Back then, as now, there were young people everywhere coming to work at a place where young people are valued.
Today I saw teens heading to their posts on the Mikva Challenge Mayoral Youth Commission, Chicago Housing Authority Youth Council, Teen Health Council, Juvenile Justice Council and other Mikva Challenge youth councils and summer fellowships (part of a 208-strong youth cohort we hired this summer for public sector internships).
The staff was buzzing around, the phone was ringing, journalists were waiting in the lobby, and there was a wonderful energy of controlled chaos.
It felt like going back home, it felt like community—that unique Mikva kind of community that is unapologetically working to improve the world and participating passionately in our civic life.
During Ab Mikva’s long public service career, he built community, he nurtured young people, he fought for equality and justice, and he valued the role of the regular citizen who participates in our democracy.

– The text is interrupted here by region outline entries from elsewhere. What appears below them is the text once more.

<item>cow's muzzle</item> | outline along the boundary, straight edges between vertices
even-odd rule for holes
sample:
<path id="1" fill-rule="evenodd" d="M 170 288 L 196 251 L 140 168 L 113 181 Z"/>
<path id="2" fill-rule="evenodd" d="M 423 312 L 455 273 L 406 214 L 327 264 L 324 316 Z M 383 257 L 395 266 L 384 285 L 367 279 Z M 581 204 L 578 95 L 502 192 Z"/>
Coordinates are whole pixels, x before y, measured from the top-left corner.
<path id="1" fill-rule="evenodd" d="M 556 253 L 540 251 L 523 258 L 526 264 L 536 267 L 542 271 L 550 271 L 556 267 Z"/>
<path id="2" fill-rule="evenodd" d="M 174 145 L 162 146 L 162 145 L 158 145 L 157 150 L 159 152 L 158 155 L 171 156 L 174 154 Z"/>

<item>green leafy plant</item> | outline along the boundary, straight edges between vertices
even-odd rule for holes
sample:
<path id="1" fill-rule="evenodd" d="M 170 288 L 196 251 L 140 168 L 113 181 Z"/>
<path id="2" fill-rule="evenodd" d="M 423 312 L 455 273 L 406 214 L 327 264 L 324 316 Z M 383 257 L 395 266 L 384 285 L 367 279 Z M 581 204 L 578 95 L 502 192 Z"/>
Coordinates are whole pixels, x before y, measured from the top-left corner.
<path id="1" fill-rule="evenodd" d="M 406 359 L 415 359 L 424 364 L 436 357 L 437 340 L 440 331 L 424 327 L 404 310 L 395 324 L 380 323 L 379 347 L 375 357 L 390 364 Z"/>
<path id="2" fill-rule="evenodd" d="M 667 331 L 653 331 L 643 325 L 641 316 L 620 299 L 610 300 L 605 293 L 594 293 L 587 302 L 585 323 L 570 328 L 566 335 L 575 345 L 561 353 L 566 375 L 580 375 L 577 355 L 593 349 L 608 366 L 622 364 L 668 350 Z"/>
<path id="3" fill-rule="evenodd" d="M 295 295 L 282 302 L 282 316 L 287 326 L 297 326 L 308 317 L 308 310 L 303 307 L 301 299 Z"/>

As Senator Richard Durbin said yesterday, Ab Mikva was our “North Star” and a role model for him and countless other public servants.
Ab’s honesty and integrity were unassailable, and he inspired thousands of “Mikva disciples” to get involved in public service and activism.
Through the Mikva Challenge, he now has an even bigger army of tens of thousands of followers jumping into public service, eager to improve their country and world.
What a legacy, what a model of a life well lived. He is a guide for all of us on how to participate meaningfully in civic life.
What many might not know about Abner Mikva is that he was an even better husband and father than he was a public servant.
The entire staff at the Mikva Challenge extend our deepest condolences to his wife, Zoe, their children, and their seven grandchildren.
Information about a public memorial for Ab will be available later this month.
We salute you, Ab. You walked the walk, and you showed us how we could, too. May you rest in peace.